Since the end of March this year I have gotten back on the wagon with my eating choices and fitness regime. I eased back into things by giving up one thing (bad habit) each week. The first thing I chose to give up was alcohol. The second week I gave up sweets. The third week I gave up starchy, fatty foods like potato chips and anything deep fried. I began exercising again at the YMCA and when the weather finally turned, I got back out on my bike.
I lost a couple of pounds each week and by the first of June I had lost 15 pounds. During this time I began researching fat burning supplements. I liked the idea of something in my system that would help in burning up the fat or increasing my metabolism. I didn't want an appetite suppressant because most of them contain caffeine. I gave up caffeine years ago and don't need it in my system anymore to increase energy or help me to be awake and alert. I have been able to sleep so much better at night since being off caffeine which makes the trade-off so worthwhile to me. In my research I found a website that rated different fat burning supplements and published their findings in a top ten format based on their research on actually using the products.

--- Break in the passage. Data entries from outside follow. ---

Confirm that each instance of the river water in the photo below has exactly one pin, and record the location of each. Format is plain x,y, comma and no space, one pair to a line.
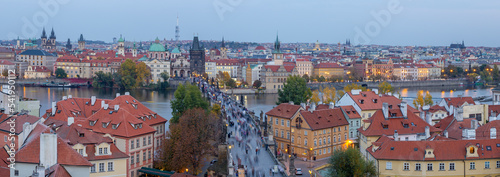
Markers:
160,101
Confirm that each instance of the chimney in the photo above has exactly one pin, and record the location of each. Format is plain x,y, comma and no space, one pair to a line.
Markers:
404,109
427,132
48,149
385,110
71,120
312,107
54,104
459,116
92,100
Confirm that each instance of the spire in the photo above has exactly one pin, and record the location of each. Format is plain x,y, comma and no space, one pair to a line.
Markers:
52,34
44,35
223,45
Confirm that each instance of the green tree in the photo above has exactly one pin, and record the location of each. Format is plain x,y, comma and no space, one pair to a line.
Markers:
295,89
186,97
348,163
352,86
60,73
428,99
419,101
385,88
257,84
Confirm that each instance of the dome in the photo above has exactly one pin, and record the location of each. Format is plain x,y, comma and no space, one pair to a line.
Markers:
156,47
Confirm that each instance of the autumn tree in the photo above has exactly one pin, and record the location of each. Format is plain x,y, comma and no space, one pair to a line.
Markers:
353,86
349,162
419,101
190,141
385,88
294,89
186,97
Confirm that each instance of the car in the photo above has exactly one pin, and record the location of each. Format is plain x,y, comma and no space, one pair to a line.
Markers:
298,171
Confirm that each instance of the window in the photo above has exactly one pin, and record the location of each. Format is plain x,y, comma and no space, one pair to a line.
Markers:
101,167
406,166
110,166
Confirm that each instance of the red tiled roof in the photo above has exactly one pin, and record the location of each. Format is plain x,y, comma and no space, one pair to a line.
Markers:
284,110
459,101
351,112
443,150
483,132
325,118
414,123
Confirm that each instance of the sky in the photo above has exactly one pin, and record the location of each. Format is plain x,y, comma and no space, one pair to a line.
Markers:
384,22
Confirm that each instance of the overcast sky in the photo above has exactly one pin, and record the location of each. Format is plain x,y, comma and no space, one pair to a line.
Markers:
410,22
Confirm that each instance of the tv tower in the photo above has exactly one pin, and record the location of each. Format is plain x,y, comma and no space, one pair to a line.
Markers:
177,30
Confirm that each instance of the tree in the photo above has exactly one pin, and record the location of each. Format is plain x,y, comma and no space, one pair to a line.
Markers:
419,101
295,89
186,97
142,74
428,99
257,84
352,86
385,87
306,77
349,162
60,73
188,142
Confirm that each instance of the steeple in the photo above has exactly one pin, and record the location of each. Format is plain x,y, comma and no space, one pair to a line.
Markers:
44,35
52,34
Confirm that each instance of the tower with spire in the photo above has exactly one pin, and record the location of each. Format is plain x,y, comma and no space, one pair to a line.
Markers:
177,31
277,55
81,43
68,45
223,50
197,57
121,46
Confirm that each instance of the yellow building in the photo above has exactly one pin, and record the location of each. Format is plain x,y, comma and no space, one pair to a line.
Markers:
436,158
309,133
328,70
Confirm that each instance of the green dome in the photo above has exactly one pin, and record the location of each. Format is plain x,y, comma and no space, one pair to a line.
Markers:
156,47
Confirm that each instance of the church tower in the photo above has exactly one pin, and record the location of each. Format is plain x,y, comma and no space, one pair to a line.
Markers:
68,45
223,50
81,43
121,46
44,38
277,55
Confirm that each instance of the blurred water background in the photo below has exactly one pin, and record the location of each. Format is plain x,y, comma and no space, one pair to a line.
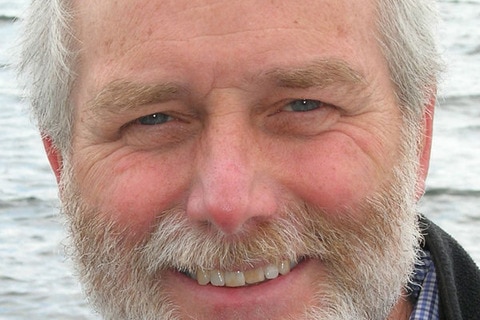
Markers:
36,280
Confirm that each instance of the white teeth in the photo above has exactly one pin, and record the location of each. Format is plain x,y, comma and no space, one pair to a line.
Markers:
242,278
217,278
271,271
234,279
254,275
284,267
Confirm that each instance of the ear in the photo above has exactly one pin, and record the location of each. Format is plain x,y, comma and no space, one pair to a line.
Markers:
54,156
426,145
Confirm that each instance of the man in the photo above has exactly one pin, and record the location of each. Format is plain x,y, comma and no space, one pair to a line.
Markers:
247,159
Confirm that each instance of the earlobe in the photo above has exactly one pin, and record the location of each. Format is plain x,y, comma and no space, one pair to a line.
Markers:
54,156
425,148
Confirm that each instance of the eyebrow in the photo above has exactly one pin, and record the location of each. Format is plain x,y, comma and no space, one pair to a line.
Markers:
121,95
320,73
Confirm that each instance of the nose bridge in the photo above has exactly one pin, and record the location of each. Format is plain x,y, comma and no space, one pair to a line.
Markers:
226,190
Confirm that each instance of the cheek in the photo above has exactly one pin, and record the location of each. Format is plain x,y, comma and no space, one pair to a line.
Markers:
333,174
134,189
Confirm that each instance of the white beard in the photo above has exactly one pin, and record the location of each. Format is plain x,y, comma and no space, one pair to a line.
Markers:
123,280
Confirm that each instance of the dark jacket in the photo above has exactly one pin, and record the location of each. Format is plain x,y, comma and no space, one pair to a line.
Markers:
457,274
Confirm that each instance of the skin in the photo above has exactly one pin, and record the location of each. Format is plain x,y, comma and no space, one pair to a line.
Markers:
231,151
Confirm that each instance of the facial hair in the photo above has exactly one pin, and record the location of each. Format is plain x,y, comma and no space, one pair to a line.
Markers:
368,252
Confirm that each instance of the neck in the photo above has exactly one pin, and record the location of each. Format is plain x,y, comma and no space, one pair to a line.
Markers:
402,310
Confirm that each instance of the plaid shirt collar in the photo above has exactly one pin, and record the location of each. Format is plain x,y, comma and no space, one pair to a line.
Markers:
423,289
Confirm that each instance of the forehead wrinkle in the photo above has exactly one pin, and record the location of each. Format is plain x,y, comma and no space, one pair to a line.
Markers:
121,95
320,73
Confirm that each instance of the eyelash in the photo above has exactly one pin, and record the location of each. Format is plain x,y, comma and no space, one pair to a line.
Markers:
304,104
154,119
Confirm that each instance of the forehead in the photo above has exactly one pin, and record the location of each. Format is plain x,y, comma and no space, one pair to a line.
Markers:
123,36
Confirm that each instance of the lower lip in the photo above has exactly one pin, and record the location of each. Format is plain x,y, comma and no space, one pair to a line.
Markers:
267,291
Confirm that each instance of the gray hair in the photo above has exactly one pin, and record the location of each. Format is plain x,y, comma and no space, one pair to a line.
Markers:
49,58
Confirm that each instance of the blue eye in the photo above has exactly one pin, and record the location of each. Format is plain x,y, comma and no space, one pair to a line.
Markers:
303,105
153,119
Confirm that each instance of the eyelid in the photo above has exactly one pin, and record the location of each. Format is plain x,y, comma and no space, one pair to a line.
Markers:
304,105
157,119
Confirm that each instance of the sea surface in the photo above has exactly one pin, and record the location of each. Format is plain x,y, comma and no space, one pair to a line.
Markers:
36,280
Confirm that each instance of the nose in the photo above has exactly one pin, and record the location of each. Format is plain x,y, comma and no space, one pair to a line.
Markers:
232,188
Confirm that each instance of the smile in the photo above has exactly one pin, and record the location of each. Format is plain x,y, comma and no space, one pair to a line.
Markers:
236,279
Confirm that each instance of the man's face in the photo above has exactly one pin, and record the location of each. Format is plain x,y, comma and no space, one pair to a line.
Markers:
232,141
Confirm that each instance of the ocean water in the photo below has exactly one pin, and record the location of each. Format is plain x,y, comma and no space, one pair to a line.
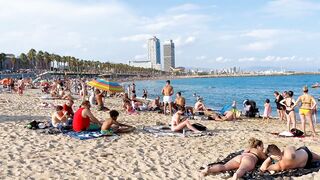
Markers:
218,92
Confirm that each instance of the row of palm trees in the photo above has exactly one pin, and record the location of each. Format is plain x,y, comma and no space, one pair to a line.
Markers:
44,61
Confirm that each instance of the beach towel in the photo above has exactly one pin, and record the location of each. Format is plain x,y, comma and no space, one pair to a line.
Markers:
161,131
256,174
85,135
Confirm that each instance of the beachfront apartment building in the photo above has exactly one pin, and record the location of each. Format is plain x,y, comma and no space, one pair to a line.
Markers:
168,56
154,52
140,63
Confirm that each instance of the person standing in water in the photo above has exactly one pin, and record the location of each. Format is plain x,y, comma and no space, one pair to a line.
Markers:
167,92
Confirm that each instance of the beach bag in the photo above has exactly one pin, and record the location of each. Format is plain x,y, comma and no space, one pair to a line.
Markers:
296,132
199,127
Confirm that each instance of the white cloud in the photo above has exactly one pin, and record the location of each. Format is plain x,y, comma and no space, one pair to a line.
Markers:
140,57
201,57
221,59
183,41
184,7
137,37
262,33
291,8
247,59
259,46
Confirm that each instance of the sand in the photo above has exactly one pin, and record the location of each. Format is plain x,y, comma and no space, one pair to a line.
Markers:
25,154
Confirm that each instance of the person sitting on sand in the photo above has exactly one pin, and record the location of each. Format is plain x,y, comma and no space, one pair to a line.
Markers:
227,116
290,158
84,120
128,108
177,124
111,125
67,95
99,99
199,106
59,117
68,108
155,104
243,163
180,101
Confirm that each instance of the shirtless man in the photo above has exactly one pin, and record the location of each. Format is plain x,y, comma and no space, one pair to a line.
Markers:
111,125
99,95
59,117
155,104
167,92
308,103
290,158
177,124
180,101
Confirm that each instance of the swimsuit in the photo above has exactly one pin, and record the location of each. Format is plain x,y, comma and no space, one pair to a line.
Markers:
167,99
304,112
107,132
310,157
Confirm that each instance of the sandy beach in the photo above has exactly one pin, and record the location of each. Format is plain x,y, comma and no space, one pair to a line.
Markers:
26,154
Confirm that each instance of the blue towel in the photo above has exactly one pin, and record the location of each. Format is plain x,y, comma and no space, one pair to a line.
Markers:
85,135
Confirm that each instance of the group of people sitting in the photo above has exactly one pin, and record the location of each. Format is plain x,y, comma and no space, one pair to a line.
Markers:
273,159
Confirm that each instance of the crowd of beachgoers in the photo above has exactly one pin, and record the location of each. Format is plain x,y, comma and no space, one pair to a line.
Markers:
91,99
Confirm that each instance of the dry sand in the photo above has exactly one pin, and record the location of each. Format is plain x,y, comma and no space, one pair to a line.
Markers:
25,154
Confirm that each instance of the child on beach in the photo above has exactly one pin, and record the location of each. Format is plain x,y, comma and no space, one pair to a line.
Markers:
267,110
111,125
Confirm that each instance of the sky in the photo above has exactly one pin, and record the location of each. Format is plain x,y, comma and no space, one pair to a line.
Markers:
211,34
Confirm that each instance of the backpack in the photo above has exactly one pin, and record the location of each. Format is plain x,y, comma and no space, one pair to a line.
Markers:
199,127
296,132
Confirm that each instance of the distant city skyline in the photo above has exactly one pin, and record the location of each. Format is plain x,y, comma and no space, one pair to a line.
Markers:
212,34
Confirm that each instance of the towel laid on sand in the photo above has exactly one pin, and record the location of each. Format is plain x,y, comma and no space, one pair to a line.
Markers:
159,131
256,174
85,135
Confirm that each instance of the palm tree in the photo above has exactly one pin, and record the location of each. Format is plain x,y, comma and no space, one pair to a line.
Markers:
47,60
2,59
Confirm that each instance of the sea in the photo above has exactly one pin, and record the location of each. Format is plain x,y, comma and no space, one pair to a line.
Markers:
221,91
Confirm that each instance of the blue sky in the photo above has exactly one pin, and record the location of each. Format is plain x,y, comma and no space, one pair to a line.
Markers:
210,34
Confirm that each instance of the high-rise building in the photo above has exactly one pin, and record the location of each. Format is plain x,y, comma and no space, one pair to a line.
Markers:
168,56
154,52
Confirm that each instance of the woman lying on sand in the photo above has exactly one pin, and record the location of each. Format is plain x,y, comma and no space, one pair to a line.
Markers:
243,163
177,124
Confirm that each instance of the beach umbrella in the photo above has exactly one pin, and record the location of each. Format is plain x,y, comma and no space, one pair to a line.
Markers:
106,85
4,81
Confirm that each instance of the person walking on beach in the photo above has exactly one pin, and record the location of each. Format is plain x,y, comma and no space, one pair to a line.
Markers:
308,103
267,110
167,92
280,108
288,102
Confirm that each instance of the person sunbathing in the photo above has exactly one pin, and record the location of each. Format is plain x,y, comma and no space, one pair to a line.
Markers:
243,163
199,106
290,158
111,125
177,124
59,117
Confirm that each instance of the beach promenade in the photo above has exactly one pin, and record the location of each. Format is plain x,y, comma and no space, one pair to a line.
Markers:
26,154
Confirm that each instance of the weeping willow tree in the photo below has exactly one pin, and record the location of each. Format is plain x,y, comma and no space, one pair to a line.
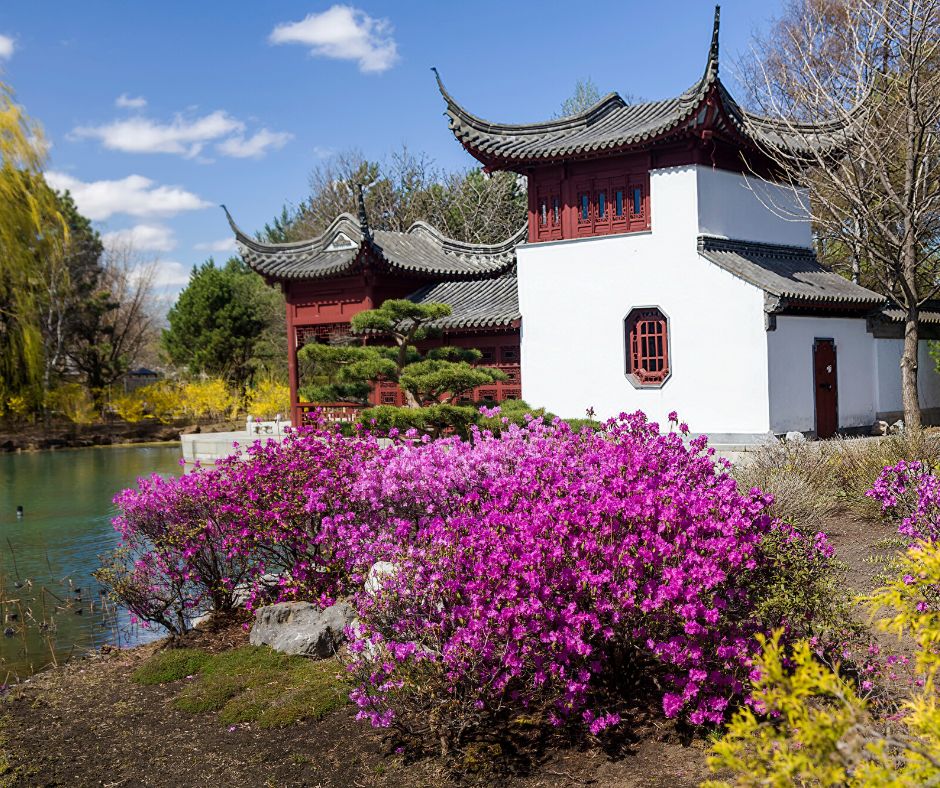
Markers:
33,235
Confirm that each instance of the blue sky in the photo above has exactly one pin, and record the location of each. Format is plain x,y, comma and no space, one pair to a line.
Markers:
158,112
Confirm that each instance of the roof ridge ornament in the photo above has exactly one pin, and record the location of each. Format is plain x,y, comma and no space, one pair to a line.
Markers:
363,216
711,71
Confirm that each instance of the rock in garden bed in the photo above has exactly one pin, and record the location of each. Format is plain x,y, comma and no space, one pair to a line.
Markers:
302,628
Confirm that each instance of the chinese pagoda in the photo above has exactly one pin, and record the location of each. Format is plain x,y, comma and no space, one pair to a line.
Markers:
663,268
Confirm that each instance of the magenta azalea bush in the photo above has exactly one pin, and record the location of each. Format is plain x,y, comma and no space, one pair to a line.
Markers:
507,577
910,493
241,533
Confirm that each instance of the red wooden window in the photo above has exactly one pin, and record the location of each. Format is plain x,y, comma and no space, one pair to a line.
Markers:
647,341
548,212
324,333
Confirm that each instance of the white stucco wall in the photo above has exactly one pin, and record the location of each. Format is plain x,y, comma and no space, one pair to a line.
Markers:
748,209
574,296
887,354
792,389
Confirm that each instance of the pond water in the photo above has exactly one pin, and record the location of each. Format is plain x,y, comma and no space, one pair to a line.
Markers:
50,606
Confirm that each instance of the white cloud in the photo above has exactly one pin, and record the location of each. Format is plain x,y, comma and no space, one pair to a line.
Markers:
134,195
255,146
7,45
130,102
143,135
143,238
186,136
343,33
220,246
170,275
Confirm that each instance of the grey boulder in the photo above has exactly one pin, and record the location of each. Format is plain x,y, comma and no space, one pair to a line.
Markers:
302,628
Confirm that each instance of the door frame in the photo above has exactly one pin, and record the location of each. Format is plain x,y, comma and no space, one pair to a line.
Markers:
835,353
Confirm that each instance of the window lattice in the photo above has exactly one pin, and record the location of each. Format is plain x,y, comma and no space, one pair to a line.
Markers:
647,346
325,333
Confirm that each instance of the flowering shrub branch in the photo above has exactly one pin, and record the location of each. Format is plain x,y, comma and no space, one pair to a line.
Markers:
519,566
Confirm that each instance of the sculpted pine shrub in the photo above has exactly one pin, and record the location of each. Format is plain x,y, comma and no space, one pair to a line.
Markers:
503,579
520,566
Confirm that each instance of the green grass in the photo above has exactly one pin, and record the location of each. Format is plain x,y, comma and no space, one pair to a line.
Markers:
250,684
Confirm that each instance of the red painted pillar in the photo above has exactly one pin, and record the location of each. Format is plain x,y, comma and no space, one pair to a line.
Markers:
295,415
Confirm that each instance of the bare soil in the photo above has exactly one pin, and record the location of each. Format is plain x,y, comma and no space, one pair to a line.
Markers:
89,724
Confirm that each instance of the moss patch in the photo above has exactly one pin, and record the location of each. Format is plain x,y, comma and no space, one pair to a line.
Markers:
171,665
250,684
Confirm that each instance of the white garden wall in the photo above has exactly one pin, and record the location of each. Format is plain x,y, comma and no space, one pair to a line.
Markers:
748,209
574,296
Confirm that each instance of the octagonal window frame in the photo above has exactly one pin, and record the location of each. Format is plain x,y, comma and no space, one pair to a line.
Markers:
630,319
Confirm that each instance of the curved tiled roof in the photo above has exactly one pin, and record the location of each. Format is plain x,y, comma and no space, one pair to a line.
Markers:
419,251
613,125
788,272
478,304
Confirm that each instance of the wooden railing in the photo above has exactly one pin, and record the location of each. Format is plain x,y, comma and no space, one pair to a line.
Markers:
332,412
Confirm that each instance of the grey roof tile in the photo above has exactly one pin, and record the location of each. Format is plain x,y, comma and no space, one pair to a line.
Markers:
613,125
477,304
421,251
790,272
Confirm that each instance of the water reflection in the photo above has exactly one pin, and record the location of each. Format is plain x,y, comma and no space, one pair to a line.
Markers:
50,606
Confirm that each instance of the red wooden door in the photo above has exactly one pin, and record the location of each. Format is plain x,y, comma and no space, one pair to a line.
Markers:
827,393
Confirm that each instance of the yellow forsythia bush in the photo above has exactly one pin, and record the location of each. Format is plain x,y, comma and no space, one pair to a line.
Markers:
268,399
162,401
73,402
208,399
816,730
129,407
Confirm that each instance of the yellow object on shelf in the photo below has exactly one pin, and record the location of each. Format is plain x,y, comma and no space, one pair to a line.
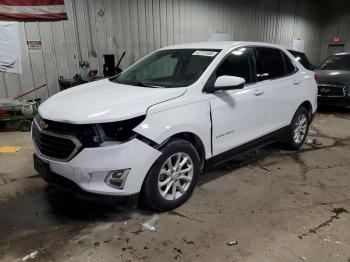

http://w8loss-tips.com/weight-loss-pills-reviewed.php
http://www.weightloss-hq.biz/diet-supplements/the-ultimate-top-10-fat-burners.html

I was originally curious about a product I had seen on TV called Quick Slim which claimed to be a fat burning supplement but I was quickly drawn to the number one product on their list which was Practol Plus. Proactol Plus claimed to burn and block fat in addition to reduce cravings and appetite. I wanted to try something that would help give my diet a boost, especially when I hit that first weight loss plateau. I read up some more on the product and decided to give it a try. Here are my results so far:

Week 1 - After being stuck on a weight-loss plateau for three strait weeks (stuck at 165) I was able to break through and have a loss of two pounds the first week using Proactol Plus. I really didn't do anything different in my routine, I even indulged a couple of times more than I had in the previous weeks. I started taking the pills on Thursday (5/31) and in the 7 full days on the supplements I have gone from 165 to 163 pounds. Highlights from the week include: A long bike ride on Saturday followed by eating out that evening and had two glasses of  wine and sushi for dinner. I exercised on Tuesday at the YMCA (elliptical and treadmill) and over indulged on Monday eating some chips, a few cookies and the bacon quiche I made for dinner. On Wednesday I did not workout and ate 4 cookies (which isn't bad but over-indulgent when trying to lose weight). Other than that it was the usual routine of oatmeal in the morning (except Saturday and Sunday when it was Grape Nuts), a fruit and dairy snack mid-morning (berries and non-fat milk), a frozen Lean Cuisine type frozen lunch followed by a lite version (smaller portion) of what ever was for dinner that night.